NEM TUDO É LÓGICA

"Quem não vacila mesmo derrotado

Quem já perdido nunca desespera

E envolto em tempestade decepado

Entre os dentes segura a primavera"

Secos e Molhados

Nunca pensei que a vida seria tão generosa comigo como ela foi até hoje.

De onde eu vim, nas condições precárias em que vivi, pelas dificuldades por que passei não esperava chegar muita mais além de onde tinha saído.

Semelhante a uma corrida de cavalos, eu era como o esperançoso jóquei que se preparara por anos, mas sem às mínimas condições por estar em precária montaria, sem chances para a disputa, qualquer que ela fosse, e que por fim, quando a derrota lhe envolve com sua sombra escura e fria, leva pra casa a ingênua sensação de que com um pouco mais de sorte sairia vitorioso. Assim eu me encontrava perante meu futuro.

Mas como nem tudo é feito de lógica os azarões também chegam em primeiro.

Contrariando as estatísticas sinto-me hoje um vencedor dentro da minha insignificância.

Entre a expectativa e a realidade, e no meu caso, entre os obstáculos que me deparei de tempos em tempos, não poderia jamais reclamar da vida que tive, das pequenas vitorias que conquistei e dos frutos que colhi.

Tamanho foram os esforços para conquistar a estabilidade e o sucesso, este objeto do desejo de muitos, e que para os outros sempre pareceu tão mais fácil, fez com que eu não me sentisse vencedor, pois quando as vitorias chegavam pareciam sem valor, fáceis e banais pois estavam ao meu alcance.

Lembro-me da história que um dia ouvi de um capitão que certa vez foi repreendido pelo desleixo na sua conduta de oficial, imiscuindo-se em brincadeiras vulgares com seus subalternos, não se dando ao respeito que o posto exigia. Ele, sem pensar muito, respondeu que seu sonho sempre fora ser soldado raso e que por um descuido que a sorte por vezes comete, havia chegado a capitão.

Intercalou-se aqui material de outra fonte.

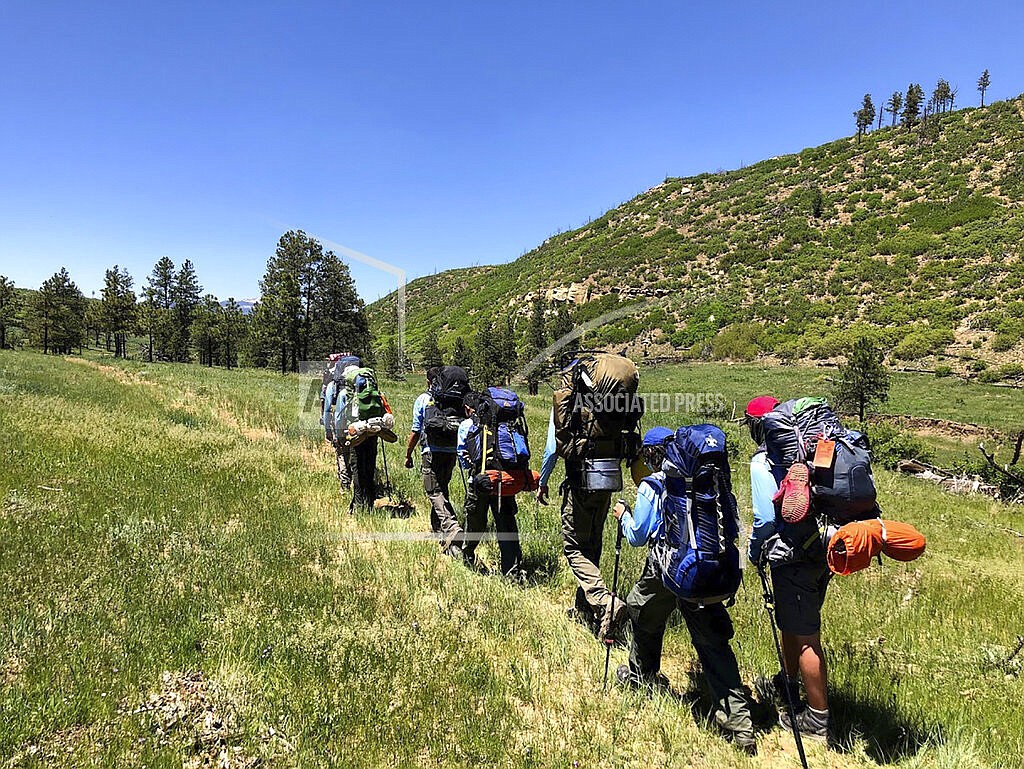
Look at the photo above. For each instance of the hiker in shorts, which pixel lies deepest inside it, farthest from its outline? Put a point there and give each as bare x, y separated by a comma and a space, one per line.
504, 509
584, 514
650, 604
436, 465
800, 578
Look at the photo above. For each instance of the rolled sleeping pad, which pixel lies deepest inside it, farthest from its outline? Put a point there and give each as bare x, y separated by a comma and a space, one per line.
511, 482
854, 545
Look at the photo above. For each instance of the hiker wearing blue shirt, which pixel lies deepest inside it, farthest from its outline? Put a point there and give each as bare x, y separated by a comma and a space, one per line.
800, 579
650, 604
504, 509
436, 466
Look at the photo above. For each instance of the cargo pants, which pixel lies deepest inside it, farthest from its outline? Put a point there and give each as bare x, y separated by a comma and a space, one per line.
584, 514
649, 605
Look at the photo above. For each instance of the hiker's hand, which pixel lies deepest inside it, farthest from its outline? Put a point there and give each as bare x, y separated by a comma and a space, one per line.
542, 495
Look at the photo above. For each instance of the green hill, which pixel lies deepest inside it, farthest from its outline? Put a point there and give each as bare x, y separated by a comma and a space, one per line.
913, 233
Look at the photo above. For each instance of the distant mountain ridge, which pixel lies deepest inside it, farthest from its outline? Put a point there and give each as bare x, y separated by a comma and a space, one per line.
911, 235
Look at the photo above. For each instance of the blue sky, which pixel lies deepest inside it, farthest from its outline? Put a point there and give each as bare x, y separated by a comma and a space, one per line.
428, 135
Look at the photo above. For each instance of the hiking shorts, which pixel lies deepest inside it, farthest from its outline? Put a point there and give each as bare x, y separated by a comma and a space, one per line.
800, 592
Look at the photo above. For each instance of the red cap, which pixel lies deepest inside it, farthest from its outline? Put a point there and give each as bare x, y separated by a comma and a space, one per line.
760, 406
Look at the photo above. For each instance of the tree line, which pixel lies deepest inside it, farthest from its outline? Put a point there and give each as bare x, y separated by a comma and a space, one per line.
308, 307
910, 108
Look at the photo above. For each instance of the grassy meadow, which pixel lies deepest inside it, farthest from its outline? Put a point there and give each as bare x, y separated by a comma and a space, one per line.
170, 529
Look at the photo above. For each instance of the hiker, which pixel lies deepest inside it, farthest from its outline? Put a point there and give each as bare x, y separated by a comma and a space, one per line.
332, 385
480, 494
800, 578
593, 426
436, 416
651, 602
355, 400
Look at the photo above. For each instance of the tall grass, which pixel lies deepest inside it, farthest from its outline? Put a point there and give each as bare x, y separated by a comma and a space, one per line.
172, 518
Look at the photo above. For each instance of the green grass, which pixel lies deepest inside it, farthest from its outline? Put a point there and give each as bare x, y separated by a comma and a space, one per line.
198, 527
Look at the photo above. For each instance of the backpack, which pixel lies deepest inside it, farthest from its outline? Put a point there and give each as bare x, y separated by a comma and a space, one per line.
597, 409
843, 488
696, 556
499, 436
444, 412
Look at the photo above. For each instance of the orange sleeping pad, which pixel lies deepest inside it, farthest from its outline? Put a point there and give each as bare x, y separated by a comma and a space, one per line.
853, 546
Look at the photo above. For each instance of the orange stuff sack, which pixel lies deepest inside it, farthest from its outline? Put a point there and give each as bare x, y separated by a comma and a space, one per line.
902, 542
853, 546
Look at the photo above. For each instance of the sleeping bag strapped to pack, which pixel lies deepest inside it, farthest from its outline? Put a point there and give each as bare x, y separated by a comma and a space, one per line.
839, 460
444, 412
499, 436
697, 557
597, 410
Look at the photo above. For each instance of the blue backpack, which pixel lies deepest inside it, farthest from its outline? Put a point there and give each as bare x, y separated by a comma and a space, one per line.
498, 439
697, 556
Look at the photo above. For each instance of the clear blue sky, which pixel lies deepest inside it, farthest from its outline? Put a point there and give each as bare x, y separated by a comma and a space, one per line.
428, 135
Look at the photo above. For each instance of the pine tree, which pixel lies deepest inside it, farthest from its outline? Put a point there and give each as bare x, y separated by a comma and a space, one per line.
983, 82
9, 306
56, 315
863, 380
430, 353
911, 104
117, 308
864, 116
186, 297
894, 104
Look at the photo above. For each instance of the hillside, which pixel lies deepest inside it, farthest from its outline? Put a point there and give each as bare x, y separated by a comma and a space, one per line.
913, 233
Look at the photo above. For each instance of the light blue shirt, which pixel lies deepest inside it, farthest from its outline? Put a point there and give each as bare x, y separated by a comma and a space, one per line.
550, 453
764, 484
419, 410
644, 525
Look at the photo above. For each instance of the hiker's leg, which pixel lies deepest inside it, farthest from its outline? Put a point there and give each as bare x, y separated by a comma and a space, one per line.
711, 630
583, 522
649, 604
430, 487
475, 512
508, 532
450, 526
800, 591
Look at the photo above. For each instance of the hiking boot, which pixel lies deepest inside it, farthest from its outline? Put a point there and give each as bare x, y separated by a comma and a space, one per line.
629, 679
796, 490
812, 724
611, 621
780, 682
738, 730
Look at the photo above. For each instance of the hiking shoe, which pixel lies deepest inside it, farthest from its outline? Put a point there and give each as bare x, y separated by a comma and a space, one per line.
810, 724
629, 679
611, 621
780, 682
796, 493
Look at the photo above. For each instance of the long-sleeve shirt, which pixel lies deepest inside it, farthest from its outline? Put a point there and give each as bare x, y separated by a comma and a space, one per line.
764, 484
644, 524
419, 410
550, 453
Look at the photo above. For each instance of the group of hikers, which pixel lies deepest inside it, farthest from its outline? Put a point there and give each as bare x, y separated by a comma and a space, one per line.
815, 513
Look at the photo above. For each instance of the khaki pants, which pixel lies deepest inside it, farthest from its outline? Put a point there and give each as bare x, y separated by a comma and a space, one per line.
584, 514
650, 604
436, 470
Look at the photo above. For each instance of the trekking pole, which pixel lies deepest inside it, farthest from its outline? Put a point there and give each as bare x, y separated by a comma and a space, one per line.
791, 707
609, 642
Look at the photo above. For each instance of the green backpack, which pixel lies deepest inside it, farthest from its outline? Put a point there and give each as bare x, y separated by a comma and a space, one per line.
364, 396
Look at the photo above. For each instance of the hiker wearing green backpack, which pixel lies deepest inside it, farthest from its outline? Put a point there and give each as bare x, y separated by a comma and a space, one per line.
594, 428
786, 540
687, 466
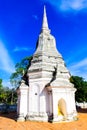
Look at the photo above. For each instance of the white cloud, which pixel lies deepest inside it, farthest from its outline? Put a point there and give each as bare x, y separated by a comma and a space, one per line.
79, 68
68, 5
16, 49
6, 62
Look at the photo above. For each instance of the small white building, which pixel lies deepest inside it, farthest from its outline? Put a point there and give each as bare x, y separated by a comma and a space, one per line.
50, 96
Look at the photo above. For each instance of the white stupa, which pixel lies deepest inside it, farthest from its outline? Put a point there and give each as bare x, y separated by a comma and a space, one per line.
50, 96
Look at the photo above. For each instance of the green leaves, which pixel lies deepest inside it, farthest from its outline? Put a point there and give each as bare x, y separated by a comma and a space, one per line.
81, 85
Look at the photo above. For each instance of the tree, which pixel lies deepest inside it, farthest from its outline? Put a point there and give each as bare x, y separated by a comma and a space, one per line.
81, 85
1, 83
20, 71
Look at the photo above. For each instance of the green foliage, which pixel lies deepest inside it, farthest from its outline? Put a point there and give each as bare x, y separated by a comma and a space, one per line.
20, 71
81, 86
1, 83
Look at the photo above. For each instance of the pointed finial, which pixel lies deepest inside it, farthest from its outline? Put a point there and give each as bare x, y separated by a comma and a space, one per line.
45, 22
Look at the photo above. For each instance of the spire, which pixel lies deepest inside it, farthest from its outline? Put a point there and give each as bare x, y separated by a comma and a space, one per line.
45, 22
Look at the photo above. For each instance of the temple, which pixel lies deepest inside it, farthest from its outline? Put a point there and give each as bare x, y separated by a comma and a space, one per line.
49, 96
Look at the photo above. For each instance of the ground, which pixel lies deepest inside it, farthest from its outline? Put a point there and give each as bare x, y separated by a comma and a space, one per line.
7, 122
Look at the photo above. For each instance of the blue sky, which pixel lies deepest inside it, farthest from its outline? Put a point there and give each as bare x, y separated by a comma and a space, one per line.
20, 25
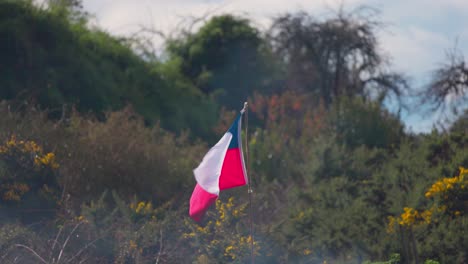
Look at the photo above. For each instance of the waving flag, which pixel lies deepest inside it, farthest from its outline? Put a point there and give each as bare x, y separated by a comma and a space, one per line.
222, 168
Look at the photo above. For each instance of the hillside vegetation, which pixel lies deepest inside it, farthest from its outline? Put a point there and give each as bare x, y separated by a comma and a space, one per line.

Estava de bom tamanho.

Às vezes me pego pensando e percebo que meus sonhos não são muito diferentes.

Pela condição em que vivi, em meio as dificuldades que me rodearam, tinha como modelo de sucesso algo bem aquém de onde estou hoje.

Sou um soldado raso numa farda de capitão.

Em que pese em meu ombro ostentar algumas estrelas reluzentes e o som de minha voz transmitir um certo tom de comando ainda me sinto como o menino medíocre da minha infância, o jóquei vencido que monta o matungo perdedor e o soldado raso em sua felicidade ingênua e obediente.

Em meu peito, escondido sob uma beca lustrosa que impõe respeito e temor ainda bate um coração subalterno e submisso esperando sempre por ordens a serem cumpridas.